Yorum: Tehlikeli oyun
1 Haziran 2010"İsrail’in çıkarlarını kollarken hiç de hassas davranmadığı dünyanın malumudur. Meşru müdafaa gerekçesiyle insan haklarını ayaklar altına alıp savunmasız masum sivillere kanlı askeri yöntemlerle saldırabileceğini Gazze’ye yaptığı saldırılarla da kanıtlamıştı.
Bu bakımdan, hükümetten bağımsız olduğu söylenen bir Türk örgütünün Avrupalı eylemcilerin de desteğiyle neden böyle bir işe kalkıştığı, haklı bir sorudur. Beklendiği gibi, açıklanan hedeflerin hiçbirine ulaşılamadı. Ne İsrail’in deniz ablukası delinebildi ne de yardım malzemesi doğrudan Gazze’ye ulaştırılabildi. İsrail böyle bir eylemin gerektiğinde kuvvet kullanılarak durdurulacağını haftalar önce diplomatik kanallardan Türkiye’ye bildirmişti.
İsrail tehdidini yerine getirip konvoyun en büyük gemisini devletler hukukuna aykırı olarak uluslararası sularda seyrederken zaptetti. Silah da kullandı, onca insan öldü, düzinelerle eylemci de yaralandı. Şimdi Türkiye Başbakanı Recep Tayyip Erdoğan, İsrail’e öfke kusmakla tehlikeli bir oyun oynamış oluyor.
Türkiye herhangi bir devlet değil. Yaklaşık 60 yıldır NATO üyesi. Batılı savunma ittifakının bir üyesi olarak barışı korumakla yükümlü. Türk diplomasisi son zamanlarda İran ile Batı arasındaki gerginliği nispeten yumuşatmayı ve İsrail ile Suriye arasında arabuluculuk yapmayı başarmış ve bunda inandırıcı da olmuştu. Ama Türkiye hafta başından bu yana Ortadoğu’daki İsrail aleyhtarı cephenin bir üyesidir. Bundan sonra yapacağı arabuluculuk çalışmalarındaki inandırıcılığına gölge düşmüştür.

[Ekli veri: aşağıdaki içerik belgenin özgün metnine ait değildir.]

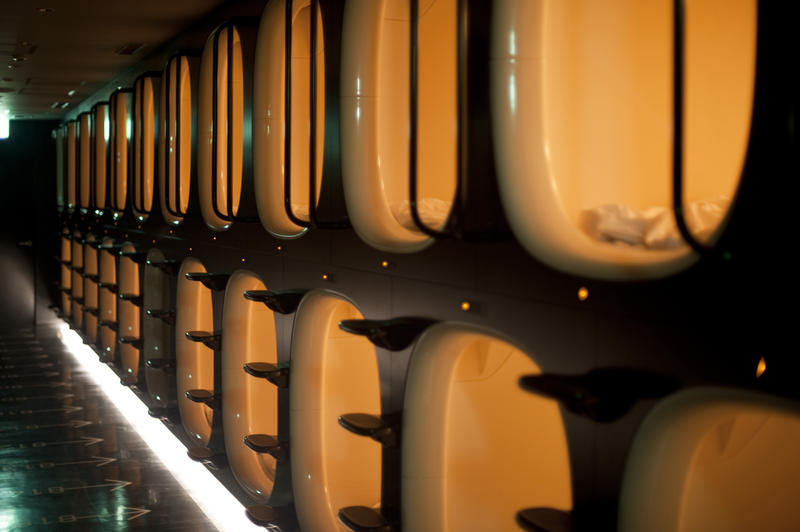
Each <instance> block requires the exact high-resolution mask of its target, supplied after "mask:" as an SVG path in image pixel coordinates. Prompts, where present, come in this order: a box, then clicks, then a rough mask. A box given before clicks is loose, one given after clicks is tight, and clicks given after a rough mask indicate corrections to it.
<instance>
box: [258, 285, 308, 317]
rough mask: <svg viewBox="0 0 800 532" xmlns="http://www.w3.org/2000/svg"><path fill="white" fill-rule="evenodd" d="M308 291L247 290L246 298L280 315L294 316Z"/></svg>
mask: <svg viewBox="0 0 800 532" xmlns="http://www.w3.org/2000/svg"><path fill="white" fill-rule="evenodd" d="M306 292H308V290H245V291H244V298H245V299H249V300H250V301H258V302H261V303H264V304H265V305H266V306H267V307H268V308H269V309H270V310H272V311H273V312H277V313H278V314H292V313H293V312H295V311H296V310H297V307H298V305H300V301H301V300H302V299H303V296H304V295H305V294H306Z"/></svg>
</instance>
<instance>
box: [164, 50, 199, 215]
mask: <svg viewBox="0 0 800 532" xmlns="http://www.w3.org/2000/svg"><path fill="white" fill-rule="evenodd" d="M198 63H199V60H198V58H197V57H195V56H194V55H190V54H187V53H177V54H175V55H173V56H172V57H170V58H169V60H168V61H167V64H166V65H165V66H164V70H163V72H162V73H161V79H162V83H161V94H160V97H159V111H158V114H159V133H158V168H159V171H158V175H159V179H158V191H159V198H160V200H159V201H160V206H161V215H162V216H163V218H164V220H166V221H167V223H170V224H174V225H177V224H179V223H181V222H182V221H183V219H184V217H185V216H186V213H187V212H188V210H189V203H190V193H191V187H192V182H193V181H194V179H193V175H194V172H196V171H197V165H196V164H194V161H195V150H196V146H197V145H196V143H195V141H194V140H195V139H194V136H195V134H196V131H197V82H198V75H197V69H198Z"/></svg>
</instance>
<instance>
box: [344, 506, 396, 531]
mask: <svg viewBox="0 0 800 532" xmlns="http://www.w3.org/2000/svg"><path fill="white" fill-rule="evenodd" d="M339 521H341V522H342V524H343V525H344V526H346V527H347V528H349V529H350V530H353V531H354V532H394V531H395V530H397V528H396V527H394V526H393V525H392V523H390V522H389V520H388V519H386V518H385V517H384V516H383V514H381V513H380V511H379V510H376V509H375V508H370V507H369V506H347V507H345V508H341V509H340V510H339Z"/></svg>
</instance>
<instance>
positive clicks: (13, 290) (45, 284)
mask: <svg viewBox="0 0 800 532" xmlns="http://www.w3.org/2000/svg"><path fill="white" fill-rule="evenodd" d="M55 125H56V123H55V122H49V121H36V120H13V121H12V122H11V134H10V136H9V138H8V139H6V140H2V141H0V184H2V191H0V275H2V285H0V286H2V299H1V300H0V330H14V329H19V328H25V327H30V326H32V325H33V323H34V320H35V319H36V315H37V307H41V306H42V305H44V306H45V307H46V306H47V301H48V299H49V297H48V296H46V295H45V293H44V292H45V291H46V290H47V289H48V286H47V282H46V281H45V280H46V279H53V278H55V263H52V262H53V261H50V260H47V258H48V257H49V256H50V255H51V254H52V253H51V251H52V249H53V244H52V242H48V241H47V239H48V238H49V239H50V240H53V237H52V235H55V230H56V229H55V228H56V227H57V217H56V208H55V192H54V191H55V147H54V144H53V142H52V141H51V139H50V132H51V131H52V129H53V127H54V126H55ZM50 233H52V235H51V234H50ZM50 263H52V264H50ZM51 269H52V271H50V270H51ZM37 270H38V271H37ZM37 284H38V287H37ZM37 294H38V296H39V298H38V301H40V303H39V304H37V303H36V301H37V299H36V295H37ZM38 310H39V312H38V314H39V315H40V316H42V317H44V316H43V315H42V312H41V308H39V309H38Z"/></svg>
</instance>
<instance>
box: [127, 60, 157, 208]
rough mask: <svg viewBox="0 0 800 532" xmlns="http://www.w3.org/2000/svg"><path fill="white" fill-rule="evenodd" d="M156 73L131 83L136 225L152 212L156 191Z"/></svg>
mask: <svg viewBox="0 0 800 532" xmlns="http://www.w3.org/2000/svg"><path fill="white" fill-rule="evenodd" d="M160 77H161V75H160V73H158V72H147V73H144V74H142V75H140V76H139V77H137V78H136V81H134V83H133V109H132V113H131V114H132V116H133V128H132V129H133V139H132V146H131V148H132V150H131V152H132V155H133V161H132V164H131V173H132V179H131V191H130V193H131V207H132V209H133V215H134V217H135V218H136V221H138V222H143V221H145V220H146V219H147V218H148V216H149V215H150V211H151V210H152V208H153V193H154V188H155V170H156V168H155V159H156V156H155V152H156V133H157V131H158V103H157V99H158V89H159V85H160V82H161V79H160Z"/></svg>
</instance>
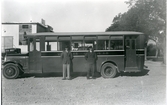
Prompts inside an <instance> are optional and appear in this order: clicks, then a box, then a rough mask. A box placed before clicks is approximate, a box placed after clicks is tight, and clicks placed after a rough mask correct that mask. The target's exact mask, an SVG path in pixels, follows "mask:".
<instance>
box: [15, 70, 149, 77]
mask: <svg viewBox="0 0 167 105" xmlns="http://www.w3.org/2000/svg"><path fill="white" fill-rule="evenodd" d="M149 71H150V70H148V69H144V70H143V71H142V72H136V73H134V72H133V73H128V72H121V73H120V74H119V75H117V76H116V78H117V77H119V76H130V77H137V76H146V75H149V74H148V72H149ZM30 77H34V78H48V77H62V73H42V74H23V75H22V76H20V77H19V78H30ZM77 77H85V78H86V72H75V73H71V79H75V78H77ZM95 77H96V78H100V77H101V74H100V73H98V72H96V73H95ZM19 78H18V79H19Z"/></svg>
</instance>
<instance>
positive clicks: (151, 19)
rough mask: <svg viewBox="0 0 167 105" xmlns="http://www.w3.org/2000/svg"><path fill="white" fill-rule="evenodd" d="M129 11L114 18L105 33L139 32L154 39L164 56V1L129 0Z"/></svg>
mask: <svg viewBox="0 0 167 105" xmlns="http://www.w3.org/2000/svg"><path fill="white" fill-rule="evenodd" d="M126 3H127V4H128V5H129V10H128V11H127V12H125V13H123V14H120V13H119V14H118V15H117V16H115V17H114V19H113V23H112V24H111V26H110V27H108V28H107V29H106V31H139V32H143V33H145V35H147V38H151V39H156V38H158V43H160V45H162V46H163V47H162V46H161V47H160V48H161V49H163V51H164V55H165V54H166V52H165V50H166V47H164V46H165V42H166V40H165V39H166V0H129V1H127V2H126Z"/></svg>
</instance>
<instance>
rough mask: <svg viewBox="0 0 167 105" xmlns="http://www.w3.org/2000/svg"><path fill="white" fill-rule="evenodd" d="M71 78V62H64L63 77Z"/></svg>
mask: <svg viewBox="0 0 167 105" xmlns="http://www.w3.org/2000/svg"><path fill="white" fill-rule="evenodd" d="M66 77H67V78H70V64H63V78H66Z"/></svg>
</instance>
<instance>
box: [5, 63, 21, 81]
mask: <svg viewBox="0 0 167 105" xmlns="http://www.w3.org/2000/svg"><path fill="white" fill-rule="evenodd" d="M19 74H20V72H19V68H18V67H17V66H16V65H15V64H12V63H9V64H6V65H5V66H4V68H3V76H4V77H5V78H7V79H15V78H17V77H18V76H19Z"/></svg>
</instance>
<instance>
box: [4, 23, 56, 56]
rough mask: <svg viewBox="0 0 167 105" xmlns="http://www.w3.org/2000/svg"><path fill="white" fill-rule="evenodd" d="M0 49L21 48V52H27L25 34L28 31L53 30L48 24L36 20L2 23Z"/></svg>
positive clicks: (28, 31)
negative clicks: (13, 22) (21, 22)
mask: <svg viewBox="0 0 167 105" xmlns="http://www.w3.org/2000/svg"><path fill="white" fill-rule="evenodd" d="M1 32H2V33H1V34H2V37H1V51H2V52H4V49H6V48H21V52H23V53H24V52H27V40H26V37H25V36H26V35H27V34H29V33H39V32H53V28H52V27H51V26H49V25H45V24H41V23H38V22H30V23H2V31H1Z"/></svg>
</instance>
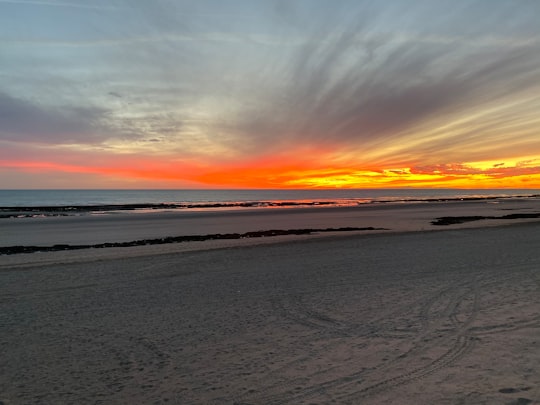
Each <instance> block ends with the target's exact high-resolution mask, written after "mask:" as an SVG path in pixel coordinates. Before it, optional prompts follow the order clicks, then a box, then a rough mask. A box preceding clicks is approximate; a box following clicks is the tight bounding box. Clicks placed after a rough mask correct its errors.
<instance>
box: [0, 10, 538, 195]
mask: <svg viewBox="0 0 540 405" xmlns="http://www.w3.org/2000/svg"><path fill="white" fill-rule="evenodd" d="M539 19H540V1H536V0H507V1H503V0H479V1H466V0H461V1H460V0H458V1H447V0H443V1H438V0H424V1H421V0H402V1H400V0H388V1H362V0H350V1H348V0H334V1H328V0H215V1H210V0H191V1H187V0H175V1H174V0H123V1H122V0H93V1H91V2H90V1H86V0H84V1H83V0H80V1H79V0H0V188H3V189H21V188H23V189H24V188H334V187H349V188H381V187H389V188H396V187H443V188H453V187H456V188H540V24H538V21H539Z"/></svg>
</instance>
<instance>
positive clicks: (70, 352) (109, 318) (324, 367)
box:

Konvoydaki Türk gemisi, Türk ve Filistin bayraklarıyla donatılmıştı. Dünyaya bir Türk gemisinin İsrail askerleri tarafından zaptedildiği mesajı yayıldı. Türkiye’deki İsrail temsilcilikleri on binlerce gösterici tarafından kuşatıldı. Başbakan Erdoğan partisinin grup toplantısında da İsrail’e ateş püskürdü, İsrail’in cezalandırılması gerektiğini ve İsrail mezalimine göz yumanların insanlık suçuna ortak olacaklarını söyledi.
Ortadoğu, Kafkasya ya da Balkanların kalıcı barışa kavuşturulması için sarf edilen uluslararası çabalarda Türkiye’ye önemli rol düşmektedir. O nedenle Ortadoğu’nun demokratik yapılanmadan yoksun ve barış istemeyen devletlerinin çıkarlarına alet edilmemeye özen göstermelidir.
Türkiye’de sözlü gerginliğin daha da tırmandırılmaması uyarısında bulunanların sesi pek duyulmuyor. Erdoğan’ın tezleri Avrupa’yı hayrete düşürüyor. Yahudi aleyhtarlığını kınasa ve ülkesindeki Yahudi cemaatine güvenlik garantisi verse de İsrail nefreti Türkiye’yi sarmış bulunuyor.
Avrupa'dan gelen az sayıdaki makul açıklamadan biri de Almanya Federal Cumhuriyeti Meclis Dışişleri Komisyonu Başkanı Ruprecht Polenz’e aitti. Polenz, Alman Hrıstiyan Demokratları’na hakim olan görüşe tamamen zıt düşerek, dini ve kültürel nedenlerle reddetmek yerine, Türkiye’nin AB üyeliği yolunda cesaretlendirilmesi gerektiğini söyledi.
AB projesi başarısızlığa uğradığı takdirde Türkiye’nin hangi kampta yer alacağı, sorusunu yanıtlamak hafta başında kolaylaştı. AB'ye dış siyasi çıkarlarının selameti açısından verilebilecek öğüt, Türkiye’yi tam üyelik rotasında tutması olabilir."